Both Cai Lei and Professor Ji Yichang are dream chasers. During the interview, Professor Ji Yichang repeatedly emphasized:Drug development for amyotrophic lateral sclerosis (ALS) and other rare diseases requires collaborative efforts from scientists, industry stakeholders, clinical researchers, patients, and their families.. Each party plays an indispensable role in this process.
Drug development is a cyclical process. Scientists conduct in-depth research into disease pathogenesis to identify novel therapeutic targets, thereby providing the scientific rationale for drug development. Pharmaceutical companies are responsible for translating these scientific findings into tangible drug products. Clinical researchers play pivotal roles in conducting clinical trials and managing patients, ensuring the scientific rigor and regulatory compliance of these studies. Patients are essential participants in drug development; their needs and feedback serve as critical references. Furthermore, they provide direct support to drug development efforts through participation in clinical trials and other means.
In reality, the R&D cycle for ALS drugs in China is far from ideal.

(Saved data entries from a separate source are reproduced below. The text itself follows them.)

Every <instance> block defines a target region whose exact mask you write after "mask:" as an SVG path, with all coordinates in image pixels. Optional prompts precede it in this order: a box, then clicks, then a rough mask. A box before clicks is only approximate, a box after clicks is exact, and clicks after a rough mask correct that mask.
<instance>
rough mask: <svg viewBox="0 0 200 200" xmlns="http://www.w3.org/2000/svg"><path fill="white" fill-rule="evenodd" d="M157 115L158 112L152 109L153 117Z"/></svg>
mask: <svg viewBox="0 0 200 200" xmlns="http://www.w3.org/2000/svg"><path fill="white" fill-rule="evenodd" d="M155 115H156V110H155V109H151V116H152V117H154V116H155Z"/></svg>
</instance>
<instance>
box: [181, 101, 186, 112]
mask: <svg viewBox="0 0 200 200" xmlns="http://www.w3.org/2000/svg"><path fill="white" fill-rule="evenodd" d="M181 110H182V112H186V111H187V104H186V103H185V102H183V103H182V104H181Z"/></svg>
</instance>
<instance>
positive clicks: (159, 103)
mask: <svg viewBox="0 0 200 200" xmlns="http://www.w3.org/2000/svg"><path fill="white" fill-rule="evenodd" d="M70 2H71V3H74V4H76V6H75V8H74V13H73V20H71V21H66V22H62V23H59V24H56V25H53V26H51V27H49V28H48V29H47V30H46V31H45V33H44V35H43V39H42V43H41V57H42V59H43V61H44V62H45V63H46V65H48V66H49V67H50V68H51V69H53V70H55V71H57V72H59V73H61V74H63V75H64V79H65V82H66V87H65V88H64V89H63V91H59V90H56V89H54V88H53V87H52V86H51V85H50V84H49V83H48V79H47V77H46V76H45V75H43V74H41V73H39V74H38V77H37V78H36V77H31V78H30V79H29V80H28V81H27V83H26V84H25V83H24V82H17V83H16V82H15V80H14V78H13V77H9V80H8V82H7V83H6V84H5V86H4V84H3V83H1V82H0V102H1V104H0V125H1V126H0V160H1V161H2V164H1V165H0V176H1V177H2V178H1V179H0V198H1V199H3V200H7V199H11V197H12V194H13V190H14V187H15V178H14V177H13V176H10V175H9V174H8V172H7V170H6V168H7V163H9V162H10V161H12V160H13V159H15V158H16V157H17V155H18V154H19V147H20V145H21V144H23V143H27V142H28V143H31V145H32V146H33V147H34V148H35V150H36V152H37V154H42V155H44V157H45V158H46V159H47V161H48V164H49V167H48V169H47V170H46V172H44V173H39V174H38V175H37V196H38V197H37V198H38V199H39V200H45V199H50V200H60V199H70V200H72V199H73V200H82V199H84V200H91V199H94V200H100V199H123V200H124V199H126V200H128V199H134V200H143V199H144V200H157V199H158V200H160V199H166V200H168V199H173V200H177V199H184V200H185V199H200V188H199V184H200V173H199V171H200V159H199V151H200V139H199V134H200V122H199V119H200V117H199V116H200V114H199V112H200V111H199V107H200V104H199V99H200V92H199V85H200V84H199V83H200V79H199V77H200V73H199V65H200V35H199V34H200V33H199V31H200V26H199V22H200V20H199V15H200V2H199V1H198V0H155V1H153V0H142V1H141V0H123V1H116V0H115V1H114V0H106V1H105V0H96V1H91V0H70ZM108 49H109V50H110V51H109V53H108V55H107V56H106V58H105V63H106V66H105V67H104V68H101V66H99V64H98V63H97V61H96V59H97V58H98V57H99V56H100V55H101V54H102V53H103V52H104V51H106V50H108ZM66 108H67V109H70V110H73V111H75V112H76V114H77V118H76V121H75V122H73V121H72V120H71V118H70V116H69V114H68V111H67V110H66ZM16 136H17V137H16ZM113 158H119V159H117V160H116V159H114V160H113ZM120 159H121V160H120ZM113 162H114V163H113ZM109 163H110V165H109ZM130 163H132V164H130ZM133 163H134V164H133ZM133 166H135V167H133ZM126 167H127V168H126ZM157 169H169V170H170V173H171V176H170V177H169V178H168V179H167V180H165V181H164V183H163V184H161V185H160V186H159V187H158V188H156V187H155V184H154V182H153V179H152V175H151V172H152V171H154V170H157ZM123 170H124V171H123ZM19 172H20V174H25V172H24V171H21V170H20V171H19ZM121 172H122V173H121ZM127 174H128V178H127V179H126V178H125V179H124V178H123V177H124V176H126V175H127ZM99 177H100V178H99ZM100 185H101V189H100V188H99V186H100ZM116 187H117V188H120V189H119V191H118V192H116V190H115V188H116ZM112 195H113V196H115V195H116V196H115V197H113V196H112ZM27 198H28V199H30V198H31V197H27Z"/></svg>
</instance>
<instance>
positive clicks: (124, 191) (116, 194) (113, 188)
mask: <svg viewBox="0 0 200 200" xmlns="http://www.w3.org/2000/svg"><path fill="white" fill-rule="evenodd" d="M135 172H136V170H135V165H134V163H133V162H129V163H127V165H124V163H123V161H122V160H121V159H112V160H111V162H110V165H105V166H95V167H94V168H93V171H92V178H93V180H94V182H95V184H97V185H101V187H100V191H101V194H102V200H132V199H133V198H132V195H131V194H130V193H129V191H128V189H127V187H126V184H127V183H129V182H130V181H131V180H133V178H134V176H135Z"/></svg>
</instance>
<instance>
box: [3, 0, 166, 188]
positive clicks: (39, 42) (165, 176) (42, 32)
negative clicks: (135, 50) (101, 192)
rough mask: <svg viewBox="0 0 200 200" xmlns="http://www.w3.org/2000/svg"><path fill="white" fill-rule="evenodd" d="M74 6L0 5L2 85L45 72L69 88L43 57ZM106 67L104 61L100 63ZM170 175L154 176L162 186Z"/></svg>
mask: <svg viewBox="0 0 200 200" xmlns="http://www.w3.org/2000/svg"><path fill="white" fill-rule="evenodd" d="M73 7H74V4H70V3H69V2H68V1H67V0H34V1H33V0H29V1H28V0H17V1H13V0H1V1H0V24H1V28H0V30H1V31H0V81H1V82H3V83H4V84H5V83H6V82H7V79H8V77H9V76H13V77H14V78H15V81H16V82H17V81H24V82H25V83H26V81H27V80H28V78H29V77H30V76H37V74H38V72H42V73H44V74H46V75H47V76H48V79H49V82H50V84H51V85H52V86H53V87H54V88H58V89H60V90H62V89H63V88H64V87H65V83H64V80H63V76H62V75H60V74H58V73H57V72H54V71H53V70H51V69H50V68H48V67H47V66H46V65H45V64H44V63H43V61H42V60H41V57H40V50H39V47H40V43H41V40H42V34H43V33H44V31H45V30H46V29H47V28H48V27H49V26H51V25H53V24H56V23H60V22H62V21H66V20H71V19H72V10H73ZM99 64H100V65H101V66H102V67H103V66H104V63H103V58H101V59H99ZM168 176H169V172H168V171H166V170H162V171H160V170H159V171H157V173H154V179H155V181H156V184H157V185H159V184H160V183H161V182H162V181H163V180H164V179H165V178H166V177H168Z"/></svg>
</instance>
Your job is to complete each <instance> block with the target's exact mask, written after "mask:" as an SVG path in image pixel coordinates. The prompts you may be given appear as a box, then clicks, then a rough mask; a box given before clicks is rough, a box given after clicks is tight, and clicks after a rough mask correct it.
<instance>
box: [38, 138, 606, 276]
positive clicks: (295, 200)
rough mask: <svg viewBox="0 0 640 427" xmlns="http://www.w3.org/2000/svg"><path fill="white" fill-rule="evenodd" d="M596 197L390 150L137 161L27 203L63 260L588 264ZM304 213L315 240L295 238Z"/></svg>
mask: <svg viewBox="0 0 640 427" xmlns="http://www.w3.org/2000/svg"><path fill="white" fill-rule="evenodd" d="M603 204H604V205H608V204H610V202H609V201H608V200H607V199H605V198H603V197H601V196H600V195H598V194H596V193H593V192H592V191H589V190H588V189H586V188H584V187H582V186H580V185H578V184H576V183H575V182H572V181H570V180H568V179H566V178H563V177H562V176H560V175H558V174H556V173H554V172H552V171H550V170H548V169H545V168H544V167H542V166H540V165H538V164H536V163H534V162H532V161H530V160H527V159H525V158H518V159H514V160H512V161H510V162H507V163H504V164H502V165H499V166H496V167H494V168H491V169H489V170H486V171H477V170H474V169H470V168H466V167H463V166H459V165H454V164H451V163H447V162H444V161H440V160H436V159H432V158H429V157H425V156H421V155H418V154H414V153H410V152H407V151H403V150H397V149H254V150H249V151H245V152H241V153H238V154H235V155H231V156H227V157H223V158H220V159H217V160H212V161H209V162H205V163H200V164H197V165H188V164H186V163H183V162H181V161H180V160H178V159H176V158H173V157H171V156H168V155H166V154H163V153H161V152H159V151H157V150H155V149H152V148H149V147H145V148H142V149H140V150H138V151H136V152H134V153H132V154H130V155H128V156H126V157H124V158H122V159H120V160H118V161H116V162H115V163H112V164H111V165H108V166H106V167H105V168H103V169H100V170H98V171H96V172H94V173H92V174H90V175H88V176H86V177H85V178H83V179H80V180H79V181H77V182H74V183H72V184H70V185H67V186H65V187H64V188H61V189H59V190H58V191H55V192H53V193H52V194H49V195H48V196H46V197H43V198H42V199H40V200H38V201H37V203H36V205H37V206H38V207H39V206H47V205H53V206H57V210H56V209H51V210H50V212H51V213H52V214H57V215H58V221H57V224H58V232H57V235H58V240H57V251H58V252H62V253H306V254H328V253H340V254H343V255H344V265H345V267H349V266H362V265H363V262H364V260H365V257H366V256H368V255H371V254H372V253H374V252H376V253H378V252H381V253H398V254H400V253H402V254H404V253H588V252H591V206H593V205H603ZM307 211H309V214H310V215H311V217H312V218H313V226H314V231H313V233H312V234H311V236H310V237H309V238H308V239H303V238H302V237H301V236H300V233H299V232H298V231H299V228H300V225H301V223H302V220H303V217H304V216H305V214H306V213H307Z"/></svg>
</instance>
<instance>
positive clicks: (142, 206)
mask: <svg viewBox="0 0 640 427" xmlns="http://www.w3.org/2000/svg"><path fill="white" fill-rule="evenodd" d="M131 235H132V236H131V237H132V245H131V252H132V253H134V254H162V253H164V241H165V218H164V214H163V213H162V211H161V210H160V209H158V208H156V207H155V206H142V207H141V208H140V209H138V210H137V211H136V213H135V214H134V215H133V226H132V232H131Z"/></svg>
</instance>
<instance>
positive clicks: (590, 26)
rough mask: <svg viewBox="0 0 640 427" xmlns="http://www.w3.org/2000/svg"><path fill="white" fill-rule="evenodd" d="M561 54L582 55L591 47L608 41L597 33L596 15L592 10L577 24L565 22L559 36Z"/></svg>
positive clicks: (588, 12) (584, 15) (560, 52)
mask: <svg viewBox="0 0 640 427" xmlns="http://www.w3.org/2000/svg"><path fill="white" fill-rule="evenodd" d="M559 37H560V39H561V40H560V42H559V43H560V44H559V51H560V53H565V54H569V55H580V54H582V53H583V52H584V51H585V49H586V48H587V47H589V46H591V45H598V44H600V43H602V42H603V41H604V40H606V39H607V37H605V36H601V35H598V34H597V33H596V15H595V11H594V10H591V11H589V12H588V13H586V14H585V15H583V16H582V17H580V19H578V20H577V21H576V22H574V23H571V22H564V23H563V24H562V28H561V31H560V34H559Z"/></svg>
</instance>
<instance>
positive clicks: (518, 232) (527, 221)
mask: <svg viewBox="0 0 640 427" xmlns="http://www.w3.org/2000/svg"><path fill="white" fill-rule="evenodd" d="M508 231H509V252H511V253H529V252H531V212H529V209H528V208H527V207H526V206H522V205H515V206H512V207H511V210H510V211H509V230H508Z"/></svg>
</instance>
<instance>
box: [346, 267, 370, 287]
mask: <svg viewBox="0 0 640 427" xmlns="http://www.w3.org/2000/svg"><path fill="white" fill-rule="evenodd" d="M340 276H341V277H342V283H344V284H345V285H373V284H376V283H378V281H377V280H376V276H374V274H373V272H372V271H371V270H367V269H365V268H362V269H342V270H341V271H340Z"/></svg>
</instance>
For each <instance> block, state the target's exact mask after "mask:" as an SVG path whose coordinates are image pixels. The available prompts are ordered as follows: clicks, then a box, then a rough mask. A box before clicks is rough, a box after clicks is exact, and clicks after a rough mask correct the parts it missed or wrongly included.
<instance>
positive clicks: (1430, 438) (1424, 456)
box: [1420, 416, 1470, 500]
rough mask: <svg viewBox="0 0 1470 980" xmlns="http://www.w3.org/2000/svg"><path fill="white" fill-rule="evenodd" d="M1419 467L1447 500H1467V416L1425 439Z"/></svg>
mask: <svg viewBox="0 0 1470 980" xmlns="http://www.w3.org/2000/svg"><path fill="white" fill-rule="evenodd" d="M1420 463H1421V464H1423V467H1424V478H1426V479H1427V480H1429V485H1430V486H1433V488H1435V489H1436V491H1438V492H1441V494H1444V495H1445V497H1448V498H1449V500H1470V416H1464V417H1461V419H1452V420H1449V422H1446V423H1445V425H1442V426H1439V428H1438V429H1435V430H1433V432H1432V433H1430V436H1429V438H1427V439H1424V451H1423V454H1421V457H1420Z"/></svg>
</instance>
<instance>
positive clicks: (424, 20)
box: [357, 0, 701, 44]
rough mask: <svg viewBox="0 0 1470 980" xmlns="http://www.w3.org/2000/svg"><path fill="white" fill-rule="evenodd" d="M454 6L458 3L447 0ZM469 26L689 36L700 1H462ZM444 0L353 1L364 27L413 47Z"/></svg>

Professor Jia Yichang told VCBeat, “Patient samples are crucial for research into disease mechanisms and drug development. Although China has a large patient population, it faces numerous restrictions and challenges in body donation and sample collection, making it difficult for researchers to access patient samples.” As a scientific researcher, he aims to call on society to increase attention to and prioritize body donation, break down existing restrictions and barriers, and establish a clear pathway for body donation from patients to researchers, thereby enabling scientists to better access these valuable resources.
On another front, the scarcity of research funding for amyotrophic lateral sclerosis (ALS) and other rare diseases in China is a significant issue that cannot be overlooked.
“R&D for rare diseases should not rely solely on individual efforts; the state should increase investment in this area, including providing financial support and policy incentives, to encourage more enterprises and research institutions to participate in disease research.”“Professor Jia Yichang stated.
All of this takes time. Basic scientific research and drug development are inherently long-term and arduous endeavors, let alone for rare diseases such as amyotrophic lateral sclerosis (ALS).
Cai Lei and Professor Jia Yichang, who have collaborated for many years, both deeply feel thatAccelerating collaboration among patients, enterprises, clinical researchers, and scientists is the optimal path forward.